La verdadera genialidad del teatro contemporáneo reside en la capacidad latente para sacudir las fibras del espectador y recordarnos nuestra propia fragilidad. Es así como el director y coreógrafo Miguel Issa describe a Camille & Millord, un espectáculo de danza-teatro que dinamita las convenciones espaciales, donde el público es invitado a subir a las tablas del histórico Teatro Municipal de Caracas para ubicarse a escasos centímetros de los intérpretes, borrando la mítica «cuarta pared» y convirtiéndose en cómplice directo de la acción.

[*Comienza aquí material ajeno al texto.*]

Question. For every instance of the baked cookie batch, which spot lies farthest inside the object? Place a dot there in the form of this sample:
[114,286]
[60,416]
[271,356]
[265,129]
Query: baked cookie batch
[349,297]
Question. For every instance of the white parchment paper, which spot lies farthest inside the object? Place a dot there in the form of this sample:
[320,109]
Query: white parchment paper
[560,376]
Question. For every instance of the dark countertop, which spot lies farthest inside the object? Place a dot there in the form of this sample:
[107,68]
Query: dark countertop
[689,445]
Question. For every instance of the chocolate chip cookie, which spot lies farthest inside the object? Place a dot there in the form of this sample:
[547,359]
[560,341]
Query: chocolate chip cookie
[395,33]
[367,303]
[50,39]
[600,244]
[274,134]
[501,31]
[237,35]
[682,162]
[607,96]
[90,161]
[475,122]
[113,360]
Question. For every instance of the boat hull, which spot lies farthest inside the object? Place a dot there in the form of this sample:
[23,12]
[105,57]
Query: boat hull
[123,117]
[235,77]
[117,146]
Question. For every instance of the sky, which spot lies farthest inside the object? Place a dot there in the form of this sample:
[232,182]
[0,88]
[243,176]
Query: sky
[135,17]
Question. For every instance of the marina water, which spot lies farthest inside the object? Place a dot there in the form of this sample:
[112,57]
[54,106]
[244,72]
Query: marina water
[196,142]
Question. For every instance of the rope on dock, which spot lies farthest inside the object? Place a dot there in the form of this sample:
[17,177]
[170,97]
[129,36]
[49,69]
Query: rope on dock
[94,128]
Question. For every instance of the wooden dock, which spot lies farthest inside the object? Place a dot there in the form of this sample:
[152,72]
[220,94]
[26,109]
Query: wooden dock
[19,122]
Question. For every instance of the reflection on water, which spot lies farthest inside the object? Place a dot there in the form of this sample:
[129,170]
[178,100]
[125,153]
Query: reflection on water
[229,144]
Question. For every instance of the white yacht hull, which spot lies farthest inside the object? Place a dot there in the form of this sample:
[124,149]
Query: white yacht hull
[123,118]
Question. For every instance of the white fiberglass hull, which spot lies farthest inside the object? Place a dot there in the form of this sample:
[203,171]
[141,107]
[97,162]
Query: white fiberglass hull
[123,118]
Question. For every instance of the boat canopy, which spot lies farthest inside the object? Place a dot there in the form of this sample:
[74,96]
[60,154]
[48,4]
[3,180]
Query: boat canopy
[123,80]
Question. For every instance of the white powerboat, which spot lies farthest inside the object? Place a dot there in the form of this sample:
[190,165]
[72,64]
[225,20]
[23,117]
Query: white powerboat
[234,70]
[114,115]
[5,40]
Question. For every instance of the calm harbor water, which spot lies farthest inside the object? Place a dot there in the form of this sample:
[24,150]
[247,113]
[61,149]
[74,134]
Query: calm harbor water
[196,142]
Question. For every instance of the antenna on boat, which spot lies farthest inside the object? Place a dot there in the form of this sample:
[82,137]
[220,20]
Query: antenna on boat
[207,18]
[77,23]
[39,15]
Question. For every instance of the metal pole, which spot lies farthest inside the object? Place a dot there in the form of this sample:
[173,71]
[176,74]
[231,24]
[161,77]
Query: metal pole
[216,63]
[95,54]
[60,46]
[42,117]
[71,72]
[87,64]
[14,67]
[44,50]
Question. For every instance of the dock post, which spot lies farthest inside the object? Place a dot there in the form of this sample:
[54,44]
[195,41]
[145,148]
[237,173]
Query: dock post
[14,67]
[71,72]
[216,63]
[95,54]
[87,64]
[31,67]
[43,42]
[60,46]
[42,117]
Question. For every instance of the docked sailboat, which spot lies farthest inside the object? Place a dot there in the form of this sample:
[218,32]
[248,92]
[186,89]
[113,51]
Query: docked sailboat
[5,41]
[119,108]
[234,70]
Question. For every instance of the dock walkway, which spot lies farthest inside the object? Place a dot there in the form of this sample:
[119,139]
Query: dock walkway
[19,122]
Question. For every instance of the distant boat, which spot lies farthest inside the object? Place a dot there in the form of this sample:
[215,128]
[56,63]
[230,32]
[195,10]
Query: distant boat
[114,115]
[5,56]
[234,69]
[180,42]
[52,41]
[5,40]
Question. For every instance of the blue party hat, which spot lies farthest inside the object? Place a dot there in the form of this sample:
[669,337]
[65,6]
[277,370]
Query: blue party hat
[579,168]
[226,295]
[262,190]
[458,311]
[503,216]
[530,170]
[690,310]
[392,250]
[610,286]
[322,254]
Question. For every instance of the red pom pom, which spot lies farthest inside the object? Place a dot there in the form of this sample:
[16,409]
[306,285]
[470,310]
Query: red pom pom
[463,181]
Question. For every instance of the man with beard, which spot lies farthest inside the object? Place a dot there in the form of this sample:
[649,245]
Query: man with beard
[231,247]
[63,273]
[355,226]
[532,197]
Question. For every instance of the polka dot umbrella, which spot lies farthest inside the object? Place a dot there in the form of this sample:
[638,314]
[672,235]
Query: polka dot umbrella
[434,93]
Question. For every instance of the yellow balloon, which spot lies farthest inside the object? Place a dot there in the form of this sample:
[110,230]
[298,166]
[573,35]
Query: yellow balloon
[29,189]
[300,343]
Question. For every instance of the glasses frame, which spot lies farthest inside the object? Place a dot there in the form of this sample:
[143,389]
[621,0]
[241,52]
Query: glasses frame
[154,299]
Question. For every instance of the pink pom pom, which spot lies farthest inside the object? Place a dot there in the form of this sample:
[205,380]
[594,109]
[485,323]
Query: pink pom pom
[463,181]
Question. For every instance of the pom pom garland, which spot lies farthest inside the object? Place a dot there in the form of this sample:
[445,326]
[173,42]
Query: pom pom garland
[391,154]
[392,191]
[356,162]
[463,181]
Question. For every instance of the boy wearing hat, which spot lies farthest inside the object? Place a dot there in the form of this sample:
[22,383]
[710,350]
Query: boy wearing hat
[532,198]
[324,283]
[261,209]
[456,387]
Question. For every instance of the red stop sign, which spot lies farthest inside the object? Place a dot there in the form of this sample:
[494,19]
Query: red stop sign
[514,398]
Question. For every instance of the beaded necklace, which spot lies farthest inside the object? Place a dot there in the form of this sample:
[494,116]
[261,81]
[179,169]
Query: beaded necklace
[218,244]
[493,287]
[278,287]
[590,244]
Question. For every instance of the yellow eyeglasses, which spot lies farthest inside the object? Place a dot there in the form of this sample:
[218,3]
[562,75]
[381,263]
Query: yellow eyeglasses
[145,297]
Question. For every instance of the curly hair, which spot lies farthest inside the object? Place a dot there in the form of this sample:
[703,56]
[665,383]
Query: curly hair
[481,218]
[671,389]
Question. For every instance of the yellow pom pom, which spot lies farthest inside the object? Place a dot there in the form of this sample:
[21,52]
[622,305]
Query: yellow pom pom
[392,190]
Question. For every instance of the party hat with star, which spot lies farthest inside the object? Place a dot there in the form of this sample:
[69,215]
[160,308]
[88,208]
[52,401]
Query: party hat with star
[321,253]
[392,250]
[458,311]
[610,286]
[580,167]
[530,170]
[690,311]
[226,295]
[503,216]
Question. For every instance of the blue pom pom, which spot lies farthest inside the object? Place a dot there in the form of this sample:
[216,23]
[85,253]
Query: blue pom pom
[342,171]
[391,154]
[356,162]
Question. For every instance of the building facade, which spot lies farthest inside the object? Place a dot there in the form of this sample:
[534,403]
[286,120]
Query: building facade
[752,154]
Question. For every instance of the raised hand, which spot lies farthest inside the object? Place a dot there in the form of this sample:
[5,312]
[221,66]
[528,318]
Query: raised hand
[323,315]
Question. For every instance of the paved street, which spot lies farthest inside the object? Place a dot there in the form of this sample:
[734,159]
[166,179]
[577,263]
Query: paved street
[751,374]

Las funciones se llevarán a cabo los días viernes 19, sábado 20 y domingo 21 de junio de 2026, desde las 4:00 p.m., para disfrutar de una propuesta novedosa que radica en su honestidad y en un contraste dramático que divide la experiencia en dos universos unipersonales.

La primera mitad del programa, corresponde a Camille, un torbellino de alta intensidad emocional, interpretada por Carolina Wolf. La pieza se sumerge en los abismos de la mítica escultora francesa Camille Claudel, donde la intérprete derrocha una fuerza visceral y desgarradora; su trabajo corporal traduce el dolor, la rabia y la indomable creatividad de una mujer que desafió los dogmas de su época y pagó el precio con tres décadas de injusto encierro.

El contrapeso lo hace Milord, una pieza conmovedora interpretada por el propio Miguel Issa. En la piel de un viejo apuntador de teatro atrapado en la soledad de un escenario vacío, Issa muestra un bálsamo de ternura y nostalgia. Su personaje, que ha pasado la vida en las sombras dictando las líneas de otros, decide rebelarse contra su destino. En un viaje impregnado de swing, sueña con la ligereza de Fred Astaire y toma la decisión más audaz de su existencia: convertirse en el protagonista y bailar su propia historia.

El montaje cuenta con el auspicio institucional de las embajadas de Francia y Suiza en Venezuela. El diseño de vestuario de César Córdova y el maquillaje de Maru Briceño lograrán dotar a los personajes de una atmósfera atemporal, mientras que la dirección técnica de Alejandro Martínez y la producción de Adriana Issa garantizan que la intimidad del espacio no pierda teatralidad.